Hommage à Lyle Mays (1953 – 2020)

Hommage à Lyle Mays (1953 - 2020)
Lucas Biela

Hommage à Lyle Mays (1953 – 2020)

Lyle Mays

Le Pat Metheny Group perd une de ses têtes pensantes, Lyle Mays

De même que le duo Fagen-Becker (voir à ce propos l’hommage à Walter Becker) était indissociable de l’entité Steely Dan, le duo Metheny-Mays était la colonne vertébrale du Pat Metheny Group, une des rares formations jazz à avoir eu les faveurs du grand public. Cette colonne vertébrale s’est malheureusement brisée avec la disparition inattendue le 10 février 2020 de l’un de ses deux piliers, le pianiste / claviériste et compositeur Lyle Mays.
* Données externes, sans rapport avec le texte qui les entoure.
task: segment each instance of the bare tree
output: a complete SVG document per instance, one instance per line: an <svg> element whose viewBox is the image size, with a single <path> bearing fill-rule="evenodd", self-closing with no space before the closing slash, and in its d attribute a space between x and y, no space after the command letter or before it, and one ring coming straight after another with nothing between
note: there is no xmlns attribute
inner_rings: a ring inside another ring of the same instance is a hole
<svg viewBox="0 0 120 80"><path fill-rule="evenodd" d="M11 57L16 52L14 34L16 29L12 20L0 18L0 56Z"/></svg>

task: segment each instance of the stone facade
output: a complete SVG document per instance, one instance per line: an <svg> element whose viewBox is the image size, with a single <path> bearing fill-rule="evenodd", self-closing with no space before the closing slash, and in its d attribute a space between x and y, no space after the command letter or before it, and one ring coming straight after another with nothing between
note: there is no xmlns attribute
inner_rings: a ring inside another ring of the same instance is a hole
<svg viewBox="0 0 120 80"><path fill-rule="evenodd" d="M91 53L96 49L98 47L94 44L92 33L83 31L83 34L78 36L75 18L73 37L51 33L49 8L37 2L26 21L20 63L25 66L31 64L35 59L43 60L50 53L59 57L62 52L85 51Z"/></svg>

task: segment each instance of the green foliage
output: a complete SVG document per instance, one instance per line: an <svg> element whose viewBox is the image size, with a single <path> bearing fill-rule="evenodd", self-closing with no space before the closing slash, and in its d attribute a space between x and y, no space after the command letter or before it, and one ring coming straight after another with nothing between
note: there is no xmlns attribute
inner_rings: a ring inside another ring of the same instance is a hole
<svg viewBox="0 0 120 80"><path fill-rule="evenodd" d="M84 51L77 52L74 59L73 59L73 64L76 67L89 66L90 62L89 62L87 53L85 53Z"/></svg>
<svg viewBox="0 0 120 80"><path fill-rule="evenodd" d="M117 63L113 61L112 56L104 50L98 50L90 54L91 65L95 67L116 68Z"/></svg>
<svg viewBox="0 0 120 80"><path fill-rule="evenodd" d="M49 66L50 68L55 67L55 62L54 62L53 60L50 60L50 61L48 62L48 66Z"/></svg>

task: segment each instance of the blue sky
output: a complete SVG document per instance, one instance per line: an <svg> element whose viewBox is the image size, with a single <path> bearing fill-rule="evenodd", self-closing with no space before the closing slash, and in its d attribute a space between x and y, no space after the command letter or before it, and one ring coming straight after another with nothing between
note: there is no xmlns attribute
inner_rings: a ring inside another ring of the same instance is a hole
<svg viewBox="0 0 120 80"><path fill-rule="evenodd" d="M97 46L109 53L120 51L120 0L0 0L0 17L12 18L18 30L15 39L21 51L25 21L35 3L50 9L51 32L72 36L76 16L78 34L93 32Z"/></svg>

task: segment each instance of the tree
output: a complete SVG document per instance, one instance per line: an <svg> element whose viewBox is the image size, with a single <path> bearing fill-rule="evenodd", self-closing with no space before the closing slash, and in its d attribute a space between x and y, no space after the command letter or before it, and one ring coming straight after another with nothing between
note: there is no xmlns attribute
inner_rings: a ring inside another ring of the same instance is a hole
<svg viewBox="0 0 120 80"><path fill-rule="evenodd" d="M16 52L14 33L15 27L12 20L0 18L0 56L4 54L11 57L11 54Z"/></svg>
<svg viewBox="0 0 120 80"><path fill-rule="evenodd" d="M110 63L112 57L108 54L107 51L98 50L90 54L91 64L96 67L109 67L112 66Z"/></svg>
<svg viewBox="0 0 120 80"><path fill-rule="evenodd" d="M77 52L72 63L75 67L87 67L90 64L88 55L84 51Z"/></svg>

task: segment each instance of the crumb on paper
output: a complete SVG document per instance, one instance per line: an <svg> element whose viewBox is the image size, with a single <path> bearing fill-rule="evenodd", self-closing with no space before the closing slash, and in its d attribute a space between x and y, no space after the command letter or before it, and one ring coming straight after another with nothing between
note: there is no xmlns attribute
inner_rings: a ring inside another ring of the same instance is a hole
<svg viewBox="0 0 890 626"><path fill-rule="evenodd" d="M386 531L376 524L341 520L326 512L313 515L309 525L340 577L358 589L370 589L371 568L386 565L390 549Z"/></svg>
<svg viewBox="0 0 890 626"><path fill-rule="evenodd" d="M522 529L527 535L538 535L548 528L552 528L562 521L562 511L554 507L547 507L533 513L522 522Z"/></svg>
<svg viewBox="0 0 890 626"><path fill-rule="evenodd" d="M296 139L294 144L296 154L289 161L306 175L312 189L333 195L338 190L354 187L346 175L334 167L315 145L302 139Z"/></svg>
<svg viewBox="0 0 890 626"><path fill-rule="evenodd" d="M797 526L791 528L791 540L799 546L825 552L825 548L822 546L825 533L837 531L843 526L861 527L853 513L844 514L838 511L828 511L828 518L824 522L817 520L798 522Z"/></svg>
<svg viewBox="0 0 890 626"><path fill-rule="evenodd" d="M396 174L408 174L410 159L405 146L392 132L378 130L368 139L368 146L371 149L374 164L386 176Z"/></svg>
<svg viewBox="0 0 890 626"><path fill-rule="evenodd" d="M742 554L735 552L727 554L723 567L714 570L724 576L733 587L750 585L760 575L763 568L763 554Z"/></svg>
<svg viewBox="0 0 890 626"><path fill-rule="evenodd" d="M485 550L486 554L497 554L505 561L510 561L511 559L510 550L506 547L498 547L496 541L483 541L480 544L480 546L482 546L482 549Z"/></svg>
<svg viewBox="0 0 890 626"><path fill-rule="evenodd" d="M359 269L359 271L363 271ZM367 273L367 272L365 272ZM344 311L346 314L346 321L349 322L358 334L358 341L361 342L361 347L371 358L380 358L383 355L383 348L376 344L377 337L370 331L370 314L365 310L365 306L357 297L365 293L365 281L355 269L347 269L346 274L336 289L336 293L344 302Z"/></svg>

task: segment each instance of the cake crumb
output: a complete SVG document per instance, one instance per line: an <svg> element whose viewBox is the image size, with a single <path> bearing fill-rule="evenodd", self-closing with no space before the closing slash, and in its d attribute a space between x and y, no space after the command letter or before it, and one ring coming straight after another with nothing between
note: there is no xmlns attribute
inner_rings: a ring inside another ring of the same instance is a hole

Né dans une famille de musiciens mais autant attiré par les mathématiques que la musique, c’est dès l’adolescence que l’américain se passionne pour le jazz. Il est en tournée avec le big band de Woody Herman (un clarinettiste et chef de big band comptabilisant déjà près de 40 ans de carrière à l’époque) quand il fait la connaissance d’un guitariste démarrant dans le métier, lui, Pat Metheny. Ce dernier venait en effet d’enregistrer son premier album quand il proposa au jeune Lyle de se joindre aux sessions d’enregistrement de son deuxième album, le sublime Watercolors, qui marquait un départ du jazz traditionnel de Bright Size Life pour un son plus éthéré, devenu la marque de fabrique du label allemand, ECM. Cet album marquera le début d’une collaboration fructueuse entre ces deux têtes pensantes, tant sur le plan de la créativité (tel un caméléon, le style du Pat Metheny Group se métamorphosera au gré des décennies, tentant de se fondre dans le paysage sonore du moment) que sur le plan de la popularité (on se rappellera que le Pat Metheny Group a été le groupe de scène de Joni Mitchell et qu’il a accompagné David Bowie pour la chanson-thème du film « The Falcon And The Snowman »). Contrairement à Czesław Niemen et Józef Skrzek, qui ont chacun suivi leur propre voie après une première collaboration immortalisée sous le titre ‘Ode To Venus’, mais encore trop méconnue, ces deux fortes individualités ont su faire durer leur collaboration au sein du Pat Metheny Group. Encore dans la fleur de l’ adolescence quand je me suis pris de passion pour cette musique, chaque nouvelle sortie du Pat Metheny Group devint par la suite un événement à ne pas manquer. Maintenant, c’est Lyle qui me manque, ses albums solo (comment ne pas avoir la larme à l’oeil en entendant le 2ème mouvement de son Alaskan Suite, « Invocation » ?) m’ayant touché autant que le Pat Metheny Group.

2 commentaires

  • pat

    Un immense pianiste, fils spirituel de Bill Evans qui nous quitte trop tot . Son travail avec Pat Metheny est remarquable ainsi que son travail solo (écoutez ‘close to home’ tout en émotion)
    Une grande perte RIP Lyle

    • HADJALI KACI

      Une grande perte dans le milieu du jazz.
      j’écoute le PMG depuis près de 30 ans maintenant et je ne men lasse jamais.
      Paix à son ame, un grand Monsieur et un très grand musicien.